Who really wrote Shakespeare’s plays?

For four hundred years, doubts have been recorded about whether the man named William Shakspere from Stratford-upon-Avon actually wrote the works attributed to him. This website offers the chance to explore different arguments for the most prominent authorship candidates, as well as for the question itself.
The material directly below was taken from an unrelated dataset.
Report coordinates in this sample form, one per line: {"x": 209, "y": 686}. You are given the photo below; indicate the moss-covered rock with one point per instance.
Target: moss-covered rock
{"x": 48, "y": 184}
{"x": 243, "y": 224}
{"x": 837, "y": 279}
We hope this site serves as a crossroads and meeting place and that it generates a polite conversation. If you don’t know what the fuss is about, please also visit our main web site: ShakespeareanAuthorshipTrust.org. You can also view our YouTube channel.

Yours in doubt,
Trustees of the Shakespearean Authorship Trust

History

Founded on 6 November 1922 in Hackney, London, our original name was the Shakespeare Fellowship. The name changed to The Shakespearean Authorship Society in 1959, and we are now The Shakespearean Authorship Trust, a registered charity. Our objective is the advancement of learning with particular reference to the social, political, and literary history of England in the sixteenth and seventeenth centuries and the authorship of the literary works that appeared under the name of William Shakespeare.

Mission

The aims, as set out in 1922, are:

  • To seek, and if possible establish, the truth concerning the authorship of Shakespeare’s plays and poems.

  • To organise and encourage research, to promote the discussion of the authorship question, and to provide means of publishing contributions to its solution.

  • To maintain and add to a reference library of works relating to the subject.